El consejero delegado de Cisco, John Chambers, ha abandonado una previsión de ventas anuales de entre el 12 y el 17%, debido a la débil demanda y a que la presión de los precios le ha forzado a recortar empleos y acabar con varios departamentos.


Los ingresos de la empresa con sede en San José, San Francisco, no crecerán más de un 2% este trimestre, según han confirmado desde la propia compañía a Bloomberg.
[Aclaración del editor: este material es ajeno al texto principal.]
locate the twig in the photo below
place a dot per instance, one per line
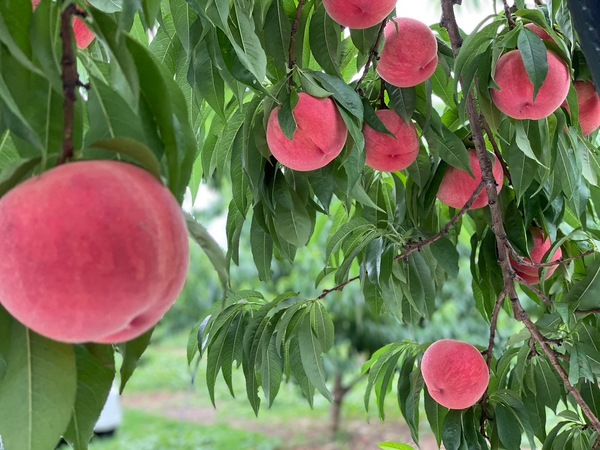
(490, 135)
(508, 274)
(444, 231)
(511, 21)
(372, 56)
(70, 78)
(292, 48)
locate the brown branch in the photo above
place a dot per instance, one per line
(508, 274)
(511, 21)
(372, 56)
(417, 247)
(70, 79)
(490, 135)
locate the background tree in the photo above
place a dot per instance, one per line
(206, 91)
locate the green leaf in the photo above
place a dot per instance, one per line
(211, 248)
(37, 392)
(131, 352)
(95, 375)
(535, 57)
(324, 39)
(311, 352)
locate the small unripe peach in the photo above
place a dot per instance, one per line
(93, 251)
(541, 246)
(319, 138)
(359, 14)
(457, 186)
(83, 35)
(409, 55)
(455, 373)
(515, 97)
(589, 106)
(391, 153)
(543, 34)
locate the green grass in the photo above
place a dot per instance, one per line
(143, 431)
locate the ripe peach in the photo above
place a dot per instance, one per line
(589, 106)
(93, 251)
(83, 35)
(319, 137)
(458, 186)
(541, 245)
(515, 97)
(543, 34)
(359, 14)
(391, 153)
(409, 55)
(455, 373)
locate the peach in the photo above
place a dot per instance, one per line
(543, 34)
(541, 246)
(93, 251)
(319, 138)
(589, 106)
(409, 55)
(391, 153)
(83, 35)
(359, 14)
(458, 186)
(515, 97)
(455, 373)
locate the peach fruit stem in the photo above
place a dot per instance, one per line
(372, 56)
(448, 21)
(70, 79)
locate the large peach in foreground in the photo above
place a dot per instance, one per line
(409, 55)
(515, 96)
(93, 251)
(457, 186)
(541, 246)
(589, 106)
(83, 35)
(391, 153)
(319, 138)
(359, 14)
(455, 373)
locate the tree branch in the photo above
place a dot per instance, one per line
(372, 56)
(292, 48)
(70, 79)
(417, 247)
(508, 274)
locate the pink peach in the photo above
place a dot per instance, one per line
(319, 138)
(515, 96)
(409, 55)
(541, 246)
(391, 153)
(455, 373)
(359, 14)
(458, 186)
(93, 251)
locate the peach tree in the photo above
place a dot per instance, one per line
(408, 145)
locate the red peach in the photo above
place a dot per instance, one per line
(455, 373)
(359, 14)
(589, 106)
(391, 153)
(458, 186)
(93, 251)
(409, 55)
(319, 138)
(541, 246)
(515, 97)
(83, 35)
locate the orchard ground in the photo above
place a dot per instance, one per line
(160, 389)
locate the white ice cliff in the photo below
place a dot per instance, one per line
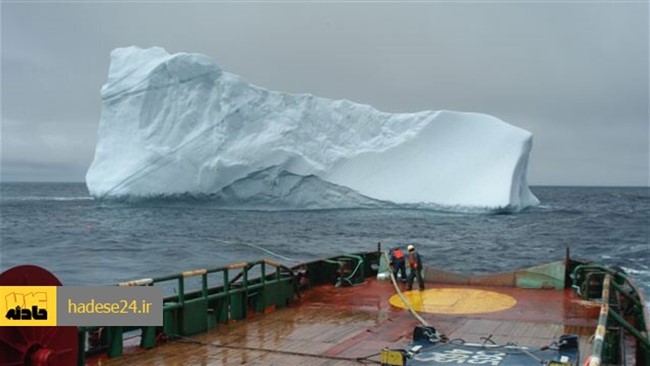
(179, 125)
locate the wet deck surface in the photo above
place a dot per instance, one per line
(336, 326)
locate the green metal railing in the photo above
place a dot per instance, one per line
(196, 311)
(244, 288)
(622, 310)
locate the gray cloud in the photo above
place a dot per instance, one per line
(575, 74)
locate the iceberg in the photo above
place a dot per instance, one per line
(178, 124)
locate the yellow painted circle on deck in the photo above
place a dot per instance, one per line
(455, 301)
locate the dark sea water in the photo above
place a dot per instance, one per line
(58, 226)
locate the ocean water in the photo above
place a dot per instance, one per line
(85, 242)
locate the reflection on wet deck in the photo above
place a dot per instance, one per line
(336, 326)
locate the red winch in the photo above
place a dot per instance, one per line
(36, 345)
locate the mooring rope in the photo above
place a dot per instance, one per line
(437, 336)
(259, 248)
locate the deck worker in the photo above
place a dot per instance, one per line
(415, 268)
(398, 262)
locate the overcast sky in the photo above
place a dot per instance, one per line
(575, 74)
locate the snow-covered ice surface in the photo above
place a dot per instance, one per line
(178, 125)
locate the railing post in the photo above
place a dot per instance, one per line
(601, 329)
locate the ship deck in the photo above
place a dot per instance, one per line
(347, 325)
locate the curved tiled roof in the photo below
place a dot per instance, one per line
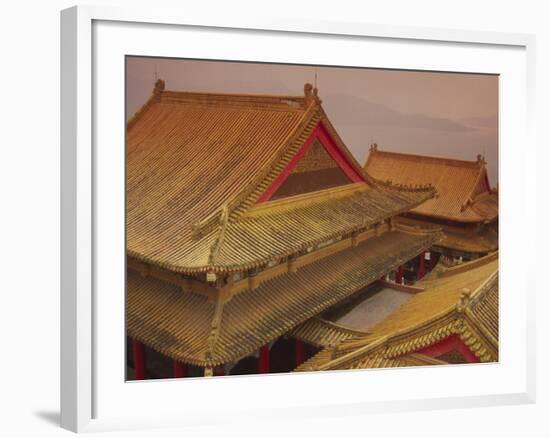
(321, 333)
(440, 311)
(186, 327)
(197, 163)
(462, 192)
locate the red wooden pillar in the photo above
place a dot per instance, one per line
(139, 359)
(421, 268)
(263, 361)
(299, 350)
(399, 275)
(180, 369)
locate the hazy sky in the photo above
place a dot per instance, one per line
(442, 114)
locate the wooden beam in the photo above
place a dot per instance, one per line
(139, 359)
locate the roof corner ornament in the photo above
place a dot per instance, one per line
(159, 87)
(311, 94)
(464, 299)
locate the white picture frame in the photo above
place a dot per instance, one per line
(93, 397)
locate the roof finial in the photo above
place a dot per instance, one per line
(464, 299)
(310, 94)
(315, 82)
(159, 87)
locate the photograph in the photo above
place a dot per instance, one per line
(296, 218)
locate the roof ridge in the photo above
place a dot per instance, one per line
(245, 96)
(154, 98)
(201, 227)
(479, 162)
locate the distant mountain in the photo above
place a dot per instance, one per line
(346, 109)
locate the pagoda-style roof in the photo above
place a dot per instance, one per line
(460, 240)
(187, 327)
(215, 181)
(463, 191)
(461, 301)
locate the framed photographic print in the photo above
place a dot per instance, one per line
(309, 217)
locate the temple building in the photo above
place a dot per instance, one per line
(451, 316)
(465, 206)
(247, 216)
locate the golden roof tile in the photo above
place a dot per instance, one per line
(198, 162)
(462, 192)
(443, 309)
(321, 333)
(180, 324)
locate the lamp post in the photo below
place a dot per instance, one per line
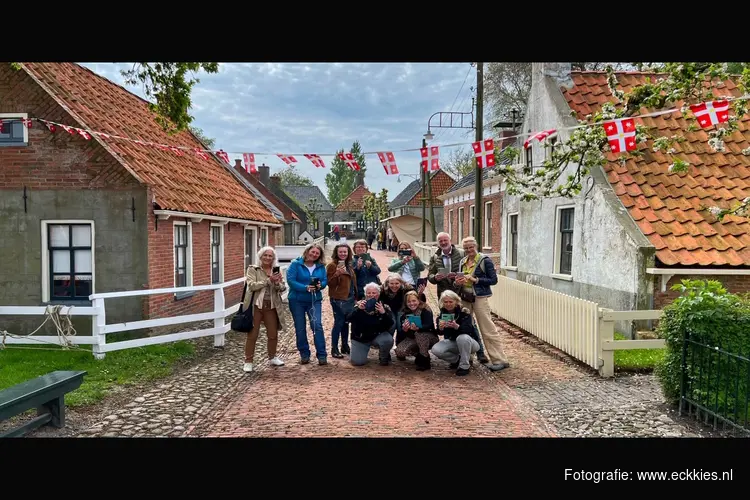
(459, 116)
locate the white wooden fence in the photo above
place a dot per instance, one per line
(578, 327)
(100, 329)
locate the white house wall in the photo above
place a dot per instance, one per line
(607, 258)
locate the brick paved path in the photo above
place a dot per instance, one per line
(342, 400)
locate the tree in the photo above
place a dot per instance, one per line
(376, 206)
(689, 82)
(198, 132)
(507, 85)
(342, 180)
(167, 84)
(290, 177)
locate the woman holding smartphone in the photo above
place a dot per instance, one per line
(342, 289)
(265, 284)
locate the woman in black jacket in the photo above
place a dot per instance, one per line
(459, 342)
(371, 326)
(415, 339)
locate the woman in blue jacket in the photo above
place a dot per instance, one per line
(305, 299)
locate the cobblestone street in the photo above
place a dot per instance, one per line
(543, 393)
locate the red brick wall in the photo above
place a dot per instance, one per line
(52, 159)
(497, 202)
(161, 267)
(733, 283)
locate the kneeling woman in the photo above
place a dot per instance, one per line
(416, 338)
(371, 326)
(459, 337)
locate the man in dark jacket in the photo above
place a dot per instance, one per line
(371, 327)
(448, 256)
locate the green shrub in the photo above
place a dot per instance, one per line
(711, 316)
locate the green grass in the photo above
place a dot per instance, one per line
(118, 368)
(637, 359)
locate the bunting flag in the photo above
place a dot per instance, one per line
(389, 162)
(711, 113)
(221, 154)
(539, 136)
(430, 158)
(288, 159)
(484, 152)
(349, 160)
(316, 160)
(250, 162)
(620, 134)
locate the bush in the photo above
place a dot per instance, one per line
(711, 316)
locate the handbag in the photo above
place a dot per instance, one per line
(242, 321)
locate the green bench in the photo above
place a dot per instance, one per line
(45, 393)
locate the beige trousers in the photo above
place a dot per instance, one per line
(491, 337)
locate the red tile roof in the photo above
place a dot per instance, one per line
(355, 200)
(670, 208)
(182, 183)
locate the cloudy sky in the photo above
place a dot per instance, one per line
(323, 107)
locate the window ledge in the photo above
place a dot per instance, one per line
(184, 295)
(68, 303)
(564, 277)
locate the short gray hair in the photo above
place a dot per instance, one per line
(264, 250)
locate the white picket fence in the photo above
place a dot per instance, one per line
(578, 327)
(100, 329)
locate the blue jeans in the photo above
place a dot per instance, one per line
(314, 313)
(340, 327)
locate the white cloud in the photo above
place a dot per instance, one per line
(323, 107)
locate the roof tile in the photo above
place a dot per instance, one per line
(182, 183)
(671, 208)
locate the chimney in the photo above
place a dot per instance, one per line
(560, 72)
(264, 171)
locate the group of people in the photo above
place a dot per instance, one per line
(376, 315)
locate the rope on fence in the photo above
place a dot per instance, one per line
(63, 325)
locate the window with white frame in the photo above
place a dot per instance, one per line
(564, 238)
(67, 260)
(217, 253)
(488, 225)
(513, 240)
(13, 132)
(183, 254)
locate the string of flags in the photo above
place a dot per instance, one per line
(620, 135)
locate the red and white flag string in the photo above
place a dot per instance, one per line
(620, 135)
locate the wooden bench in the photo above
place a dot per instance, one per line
(45, 393)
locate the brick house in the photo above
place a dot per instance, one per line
(409, 201)
(352, 209)
(101, 215)
(258, 184)
(459, 210)
(635, 229)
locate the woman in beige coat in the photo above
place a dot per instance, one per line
(268, 309)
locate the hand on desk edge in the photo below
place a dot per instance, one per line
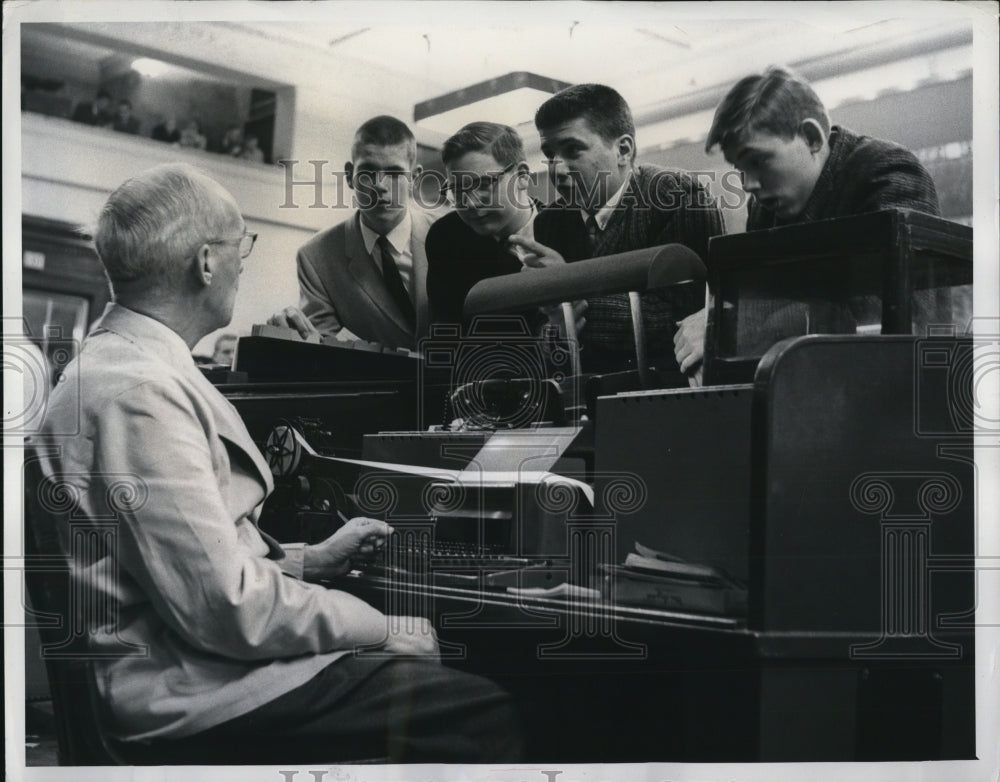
(332, 557)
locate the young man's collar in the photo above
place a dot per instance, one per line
(605, 212)
(527, 231)
(399, 237)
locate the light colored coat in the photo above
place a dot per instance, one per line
(200, 618)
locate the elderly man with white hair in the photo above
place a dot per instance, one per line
(215, 631)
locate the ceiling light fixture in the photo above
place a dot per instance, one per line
(150, 67)
(511, 99)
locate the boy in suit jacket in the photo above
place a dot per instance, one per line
(609, 205)
(367, 277)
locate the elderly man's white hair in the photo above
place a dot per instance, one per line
(155, 221)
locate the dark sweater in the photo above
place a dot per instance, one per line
(659, 207)
(458, 258)
(861, 175)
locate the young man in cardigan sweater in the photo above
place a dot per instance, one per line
(609, 205)
(488, 184)
(797, 168)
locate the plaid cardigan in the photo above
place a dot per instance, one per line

La previsión de los analistas era de un crecimiento de las ventas de un 7%.

Chambers se ha dirigido a varios inversores por primera vez desde el inicio de la reducción de personal, que ha incluido la eliminación de la unidad de cámaras de video Flip, el despido de 550 personas y el reacondicionamiento de la estructura de gestión que ha desacelerado la toma de decisión.

El consejero delegado ha afirmado que seguirán recortando empleos este año y eliminando negocios con un margen bajo. Los analistas aplauden la franqueza de Chambers, pero consideran que “la oscuridad se ha apoderado de las perspectivas de crecimiento de la compañía.”

“Es muy bueno que hayan reconocido la situación” ha afirmado Joanna Makris, analista de Mizuho Securities. “Todos sabemos que unas previsiones de entre el 12 y el 17% no eran válidas. Pero, ¿qué es válido? ¿Un 8, un 10%? Para nosotros es difícil saberlo hasta que nos dicen las líneas de producto que van a eliminar”.

En el cuarto trimestre fiscal, que finaliza en julio, el beneficio excluyendo algunos costes será de entre 0.37 y 0.39 dólares la acción y las ventas serán de entre 10.800 millones de dólares y 11.100 millones, de acuerdo con Cisco. Los analistas habían predicho una media de 0,41 dólares y ventas por valor de 11.600 millones.

Los inversores ven a Cisco como un referente de la industria de la tecnología, ya que domina el mercado de los routers. Sus acciones caen con fuerza un 4,67% hasta los 16,95 dólares.